I really enjoyed Leena Rao's recent article on TechCrunch, "Why We Need to Kill "Big Data"", not least because it reflected pretty much how I've been feeling for a long time about the lazy, misleading use of jargon and never-ending hype cycle as the tech vendors jump upon the latest bandwagon. (Pick one, any one, because they're all at it. Yes, I'm looking at you, IBM, Oracle, Microsoft, Teradata, SAP...)
Leena's perspective also provides a healthly counterpoint to the views currently being positioned by IDC (as reported in the Data Informed article "Now is the time to buy into Big Data"), which seems to offer a very tech-centric point of view and plays right into the hype cycle without actually saying anything.
We've been here before - Decision Support, OLAP, Management Information Systems, Performance Measurement, Business Intelligence, Master Data Management - all are catch-all term that actually had little if any real meaning in and of themselves. "Big Data" is just the latest entry in the Buzzword Bingo Lexicon.
In the twenty-odd years I've been involved in business solutions delivery and management consulting, it seems that *insert tool of choice* is promoted as the "next big thing to solve all your problems", without giving any thought whatsoever to what the actual problem, scenario or challenge actually might be. The technology is almost always the totally wrong entry point for the conversation, because technology only becomes of relevance when it is applied to solving a particular problem - and depending on the problem at hand, some technologies are more equal than others.

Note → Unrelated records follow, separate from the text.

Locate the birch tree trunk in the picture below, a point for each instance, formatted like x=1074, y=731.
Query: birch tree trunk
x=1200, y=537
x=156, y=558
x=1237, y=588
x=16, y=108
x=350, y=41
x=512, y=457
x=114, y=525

In the Information Management space, almost all problems relate to the capture, exchange, dissemination, sharing, interpretation and acting upon one or more data sets. (Data Governance then sets out to ensure that these tasks can happen in a repeatable, consistent, efficient and effective manner). Which got me thinking. Are there generic categories of "Information Use Case" that we can use to describe various business problem scenarios, so that we can then start to make more informed choices about what sorts of technologies might be appropriate?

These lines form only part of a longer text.